From “Trout,” by Ray Bergman [(c) 1938, 1952]

The whole thing is a jumble of conflicting ideas.  When you really start thinking about it, you are left dazed and confused and your pet theories suffer some knockout blows.  Perhaps some day we shall know all the answers, but I hope we never do.  If ever we eliminate theory, conjecture, and imagination from fishing and make it an exact science, we will rob it of the charm that has made it the refuge of minds seeking relief from life’s burdens.

Fancy being able to fish by formula as you might mix a drink.  Suppose you could pick up a book and find just what was needed, written something like this: “For condition B, use formula 1XYT,” or something similar.  It would be tragic if fishing could be put on such as exact basis.  As it is, we never know when we’re guessing right, and what seems absolutely right today may be all wrong tomorrow.  Just when we feel we have everything figured out to our satisfaction, something comes along to upset all our calculations and makes us believe we don’t know a thing about fishing.  When you find someone who answers all the questions, you can be sure that he doesn’t fish enough to know what it’s all about, or else — well, just or else.
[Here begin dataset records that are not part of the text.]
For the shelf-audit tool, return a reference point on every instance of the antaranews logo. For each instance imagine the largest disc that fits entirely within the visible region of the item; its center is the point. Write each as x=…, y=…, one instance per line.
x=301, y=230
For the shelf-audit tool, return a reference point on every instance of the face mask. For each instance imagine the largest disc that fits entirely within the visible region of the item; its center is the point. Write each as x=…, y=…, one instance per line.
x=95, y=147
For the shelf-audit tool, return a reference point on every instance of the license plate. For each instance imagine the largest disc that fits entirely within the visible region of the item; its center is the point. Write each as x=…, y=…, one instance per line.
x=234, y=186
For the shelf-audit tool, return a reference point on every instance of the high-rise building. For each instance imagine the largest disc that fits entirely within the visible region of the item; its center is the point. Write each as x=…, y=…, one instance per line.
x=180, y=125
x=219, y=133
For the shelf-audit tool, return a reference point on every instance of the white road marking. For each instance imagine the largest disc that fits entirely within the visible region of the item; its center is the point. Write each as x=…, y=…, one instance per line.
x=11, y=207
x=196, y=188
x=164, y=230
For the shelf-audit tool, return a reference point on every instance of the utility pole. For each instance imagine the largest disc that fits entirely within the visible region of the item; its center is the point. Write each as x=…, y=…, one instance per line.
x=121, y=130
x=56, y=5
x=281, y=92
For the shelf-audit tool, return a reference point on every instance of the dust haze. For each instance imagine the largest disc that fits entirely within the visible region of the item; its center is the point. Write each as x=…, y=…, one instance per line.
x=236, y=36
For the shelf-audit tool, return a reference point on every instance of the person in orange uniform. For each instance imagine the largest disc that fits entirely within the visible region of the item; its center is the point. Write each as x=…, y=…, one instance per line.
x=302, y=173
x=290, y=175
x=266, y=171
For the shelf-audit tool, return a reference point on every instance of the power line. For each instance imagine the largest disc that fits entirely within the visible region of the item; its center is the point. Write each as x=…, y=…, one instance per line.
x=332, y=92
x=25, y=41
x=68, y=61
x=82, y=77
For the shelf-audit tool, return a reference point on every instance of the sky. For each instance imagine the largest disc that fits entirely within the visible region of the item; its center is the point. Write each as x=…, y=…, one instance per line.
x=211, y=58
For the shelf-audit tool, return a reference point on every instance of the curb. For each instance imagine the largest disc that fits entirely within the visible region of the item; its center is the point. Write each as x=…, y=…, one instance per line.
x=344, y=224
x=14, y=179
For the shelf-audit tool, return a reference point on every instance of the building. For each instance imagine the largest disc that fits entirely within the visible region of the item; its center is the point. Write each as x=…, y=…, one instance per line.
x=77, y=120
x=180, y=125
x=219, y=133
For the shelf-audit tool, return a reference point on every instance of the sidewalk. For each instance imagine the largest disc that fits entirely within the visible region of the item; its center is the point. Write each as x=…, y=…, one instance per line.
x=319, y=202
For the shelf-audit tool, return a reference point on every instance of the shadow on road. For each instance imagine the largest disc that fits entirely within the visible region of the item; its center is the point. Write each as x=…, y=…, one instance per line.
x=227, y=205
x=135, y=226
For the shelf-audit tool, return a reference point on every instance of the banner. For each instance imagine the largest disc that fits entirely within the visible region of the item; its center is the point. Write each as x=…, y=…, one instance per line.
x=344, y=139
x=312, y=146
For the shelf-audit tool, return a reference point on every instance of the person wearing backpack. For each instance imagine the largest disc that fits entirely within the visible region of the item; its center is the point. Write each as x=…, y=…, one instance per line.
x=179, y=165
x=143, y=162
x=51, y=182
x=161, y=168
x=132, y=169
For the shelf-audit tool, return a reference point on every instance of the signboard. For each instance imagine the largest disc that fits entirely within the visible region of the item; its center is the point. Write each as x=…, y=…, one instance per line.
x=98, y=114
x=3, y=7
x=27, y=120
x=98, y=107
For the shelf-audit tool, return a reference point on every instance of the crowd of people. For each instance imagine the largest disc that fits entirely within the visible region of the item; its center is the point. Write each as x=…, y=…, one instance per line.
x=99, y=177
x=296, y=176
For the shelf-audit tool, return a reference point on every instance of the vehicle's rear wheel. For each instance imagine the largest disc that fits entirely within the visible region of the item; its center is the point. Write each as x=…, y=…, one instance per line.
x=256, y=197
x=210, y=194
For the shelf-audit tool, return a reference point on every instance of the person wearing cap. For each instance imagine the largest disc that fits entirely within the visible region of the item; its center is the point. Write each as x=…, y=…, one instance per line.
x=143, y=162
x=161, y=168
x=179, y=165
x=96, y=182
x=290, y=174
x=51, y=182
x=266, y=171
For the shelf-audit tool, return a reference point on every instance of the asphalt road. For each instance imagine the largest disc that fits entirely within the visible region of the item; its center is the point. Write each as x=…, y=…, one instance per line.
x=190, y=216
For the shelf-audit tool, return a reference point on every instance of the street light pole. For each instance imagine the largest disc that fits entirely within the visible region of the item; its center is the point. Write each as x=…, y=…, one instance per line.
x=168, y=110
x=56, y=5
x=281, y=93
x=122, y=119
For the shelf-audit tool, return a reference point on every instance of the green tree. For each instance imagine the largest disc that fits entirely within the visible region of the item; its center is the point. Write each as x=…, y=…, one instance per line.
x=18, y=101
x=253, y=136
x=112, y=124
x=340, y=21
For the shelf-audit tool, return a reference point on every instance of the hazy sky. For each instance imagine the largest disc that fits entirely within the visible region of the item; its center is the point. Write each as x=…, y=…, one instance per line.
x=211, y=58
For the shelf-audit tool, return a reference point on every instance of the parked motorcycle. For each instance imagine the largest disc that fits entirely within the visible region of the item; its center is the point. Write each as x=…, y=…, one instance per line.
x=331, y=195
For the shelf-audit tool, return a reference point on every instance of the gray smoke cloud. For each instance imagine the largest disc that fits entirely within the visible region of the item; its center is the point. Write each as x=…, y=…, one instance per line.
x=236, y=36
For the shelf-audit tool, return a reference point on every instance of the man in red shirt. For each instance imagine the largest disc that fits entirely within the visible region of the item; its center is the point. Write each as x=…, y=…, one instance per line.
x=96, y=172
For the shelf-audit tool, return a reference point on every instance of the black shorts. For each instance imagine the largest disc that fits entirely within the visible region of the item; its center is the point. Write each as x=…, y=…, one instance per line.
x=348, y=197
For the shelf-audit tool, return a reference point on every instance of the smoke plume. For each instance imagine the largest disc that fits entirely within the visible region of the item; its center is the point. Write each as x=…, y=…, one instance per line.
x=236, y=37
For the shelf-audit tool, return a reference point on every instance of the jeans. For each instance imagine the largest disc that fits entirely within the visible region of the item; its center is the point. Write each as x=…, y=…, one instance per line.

Philosophy for the day found in a book on fishing for trout.

What more can I ask for than that?

Trout-spinning-lures_Ray-Bergman 001

By the way, I went back to the creek/ditch/branch behind Russellville Hospital and saw a good-sized darter, the largest one I’ve ever seen but didn’t have my pocket computer (a/k/a portable mini-me/smartphone) with me.  Alas, the memory is all mine and mine alone to savor visually.